At the beginning of the appendix of the renown book by K.Gröchenig Introduction to Time-Frequency Analysis, there is a statement called density principle which I believe to be incorrect. I hope I will get some clarifications. This is particularly important because this principle is applied to prove other theorems in the book.
A.1 Density principle. Let $X$ be a dense subspace of $B_1$. Assume that $A:X\to B_2$ is a linear operator that satisfies the inequality $$\|Af\|_{B_2}\leq C\|f\|_{B_1},\qquad \text{ for all }f\in X\qquad (A.1) $$ then (A.1) holds for all $f\in B_1$.
Here, $B_1$ and $B_2$ are Banach spaces. Notice that $A$ is not assumed to be bounded on $B_1$, and this principle is applied elsewhere in the same book without this assumption, so it is not just a typo.
Why I believe the statement is incorrect. If $X$ is infinite dimensional, then it is possible to construct a linear operator $A:B_1\to B_2$ such that $A$ is bounded on $X$, yet unbounded on $B_1$. See for instance here and here. In this case, the inequality (A.1) cannot hold for all $f\in B_1$, yet it does hold for all $f\in X$ for a proper choice of the constant $C$.
The proof proposed in the book.
For every $x\in B_1$ there exists a sequence $f_n \in X$ such that $\lim_{n\to \infty}\|f_n-f\|_{B_1}=0$. Since $\|Af_n-Af_m\|_{B_2}=\|A(f_n-f_m)\|_{B_2}\leq \|A\|_{\text{op}}\|f_m-f_n\|_{B_1}$, $(Af)_{n\in \mathbb{N}}$ is a Cauchy sequence in $B_2$. Therefore $Af_n$ converges in $B_2$ and we may define $Af$ by $Af=\lim_{n\to \infty}Af_n$.

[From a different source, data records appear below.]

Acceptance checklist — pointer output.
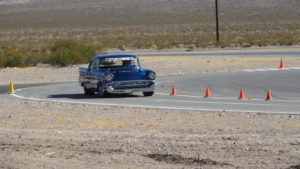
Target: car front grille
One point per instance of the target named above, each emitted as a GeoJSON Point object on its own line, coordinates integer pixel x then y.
{"type": "Point", "coordinates": [131, 84]}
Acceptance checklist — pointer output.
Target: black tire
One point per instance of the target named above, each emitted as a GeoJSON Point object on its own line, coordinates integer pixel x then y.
{"type": "Point", "coordinates": [102, 93]}
{"type": "Point", "coordinates": [87, 91]}
{"type": "Point", "coordinates": [147, 94]}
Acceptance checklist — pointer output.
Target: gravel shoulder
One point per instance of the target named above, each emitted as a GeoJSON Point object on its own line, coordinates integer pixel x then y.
{"type": "Point", "coordinates": [36, 134]}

What I believe is wrong with the proof. This argument does not seem to prove the claim. We are starting with an operator that is already defined on $X$, so why would the proof conclude by redefining the operator $A$ on the whole space? This would make sense if we knew that the extension is unique. But this is only guaranteed if we assume that $A$ is bounded on $B_1$, which we have not.
What do you think, MSE?
EDIT: Actually the theorem is correct, although the sentence $(A.1)$ holds for all $f\in B_1$ is rather ambiguous. The issue is that this princple is recalled when proving another theorem (see here) where the operator $A$ was already defined on the whole $B_1$ (not just on $X$), so we cannot apply this principle since it requires to redefine the operator on $B_1\setminus X$.
The statement should be:
Then $A$ has a unique extension to $B_1$ such that (A.1) holds for all $f \in B_1$
with the proof as given.